Data Virtualization and Data Warehousing
Many enterprise system landscapes consist of disparate data sources, including multiple data warehouses, data marts, and/or data lakes. Data virtualization can build a bridge over these source systems without the need for additional physical data storage. The existing data infrastructure can continue to perform its core functions, while the data virtualization layer only uses the data from those sources. This aspect can help increase data availability and usage.
Data virtualization can also be considered as an alternative to ETL processes and data warehousing. The concept aims to deliver insights from multiple data sources quickly and in a timely manner, without the need for extensive ETL processes and additional data storage. However, data virtualization can be extended and customized to meet data warehousing requirements as well. This requires an understanding of data storage requirements and historization, along with planning and design, to select appropriate data virtualization, integration, and storage strategies, as well as to perform infrastructure/performance optimizations (e.g., streaming, in-memory, hybrid storage).
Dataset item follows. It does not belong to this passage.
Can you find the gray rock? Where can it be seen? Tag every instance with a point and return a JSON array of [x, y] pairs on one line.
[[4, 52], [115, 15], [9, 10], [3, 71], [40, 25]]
Image credit: DataWerks Gmbh
Features of Data Virtualization
Data virtualization solutions offer a choice or all of the following features:
- Abstraction – abstracting the technical aspect of the stored data such as location, storage structure, API, query language, and storage technology
- Virtualized data access – access to different data sources and make the data available at a common logical access point
- Transformation – transformation, data quality improvements, reformatting, aggregation of source data
- Data federation – combining result sets from multiple source systems
- Data delivery – Publishing result sets as views and/or data services that can be accessed by client applications or users
In addition, data virtualization software may include development, operation, and/or management capabilities. When used correctly, the following benefits can be achieved with the concept of data virtualization:
- Reduction of erroneous data
- Reduction of system load by keeping the data in the source system
- Increased access speeds
- Reduction of time required for development and support
- Increased governance and reduced risk through policy application
- Reduce storage footprint
Disadvantages of Data Virtualization
- Operational systems could be affected in their response times. Especially if they can’t handle unexpected queries.
- Data virtualization does not enforce a heterogeneous data model, this means that the user must interpret the data unless it is combined with data federation and business understanding of the data.
- Data virtualization requires a defined governance approach to avoid budgeting issues across shared services.
- Data virtualization is not suitable for historizing data. A data warehouse is better suited for this.
- Change of management is associated with increased effort because all changes to the virtual data model must be accepted by all consuming applications and users.